A few people even save empty household cleaner spray bottles and reuse them.


----------



## lowejackson (Feb 23, 2006)

You can use ONR for wheel cleaning without any problems






The Optimum Power Clean (APC) might also be worth considering, it is not cheap but works well with ONR and can be useful for when you need something stronger than a shampoo.






As good as ONR is, it is not a miracle product, sometimes you may need a dedicated wheel cleaner.


----------



## m1pui (Jul 24, 2009)

I forgot to mention wheels. But yes, I agree with Lowe. ONR & a MF Cloth (another reason for cheapish ones) or brush make decent work at cleaning them if it's just general grime and dirty faces, but you can't beat a good wheel cleaner to eat through the baked on stuff.

That's another one I tend to do at the coin-op wash if they're particularly bad.

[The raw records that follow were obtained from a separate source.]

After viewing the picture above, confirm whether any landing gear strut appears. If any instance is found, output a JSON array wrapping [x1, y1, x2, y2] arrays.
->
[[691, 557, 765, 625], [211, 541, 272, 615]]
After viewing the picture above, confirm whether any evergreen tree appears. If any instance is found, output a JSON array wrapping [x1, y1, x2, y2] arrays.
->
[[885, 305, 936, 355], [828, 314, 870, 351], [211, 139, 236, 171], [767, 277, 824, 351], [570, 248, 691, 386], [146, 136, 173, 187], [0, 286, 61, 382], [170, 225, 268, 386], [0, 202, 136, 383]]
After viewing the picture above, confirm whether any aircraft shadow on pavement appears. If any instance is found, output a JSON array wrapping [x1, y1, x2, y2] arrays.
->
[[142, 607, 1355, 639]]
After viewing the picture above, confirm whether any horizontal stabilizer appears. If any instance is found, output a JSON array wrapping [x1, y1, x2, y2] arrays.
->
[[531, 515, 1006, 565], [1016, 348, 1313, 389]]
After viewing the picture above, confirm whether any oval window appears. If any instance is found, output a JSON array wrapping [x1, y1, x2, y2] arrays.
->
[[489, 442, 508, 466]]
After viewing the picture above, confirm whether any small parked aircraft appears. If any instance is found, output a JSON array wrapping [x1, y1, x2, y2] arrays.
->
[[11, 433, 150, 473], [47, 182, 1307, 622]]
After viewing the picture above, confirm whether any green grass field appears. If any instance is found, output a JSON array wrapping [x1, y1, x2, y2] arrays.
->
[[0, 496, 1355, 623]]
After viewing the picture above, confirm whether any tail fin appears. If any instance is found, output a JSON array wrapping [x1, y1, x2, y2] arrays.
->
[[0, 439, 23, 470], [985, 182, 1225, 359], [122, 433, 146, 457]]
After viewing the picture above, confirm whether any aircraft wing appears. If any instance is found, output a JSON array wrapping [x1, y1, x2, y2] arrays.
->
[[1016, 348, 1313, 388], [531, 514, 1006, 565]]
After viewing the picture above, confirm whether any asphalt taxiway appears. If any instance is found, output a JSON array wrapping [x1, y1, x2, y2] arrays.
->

Not that it makes a big difference, but my mitt that I use is a Triplewax one (http://www.autoexpress.co.uk/accessories-tyres/45041/triplewax-microfibre-wash-mitt) which are £3.00 from Morissons. Have to admit, I prefer to hold them like a sponge, rather than stick my hand inside them.

The colour isn't always yellow, but these are pretty much as the Kent towel's look like if you're having a nose around Asda/B&Q for them.
Kent Q6100 Extra Large Microfibre Drying Towel: Amazon.co.uk: Car & Motorbike

Brushes you mention in the first post too. Have a look in Asda. They have some pretty decent ones for a couple of quid (this and a couple of others http://groceries.asda.com/asda-webstore/landing/home.shtml#!product/910000931266). Toilet brushes are apparently good for wheel cleaning too!


----------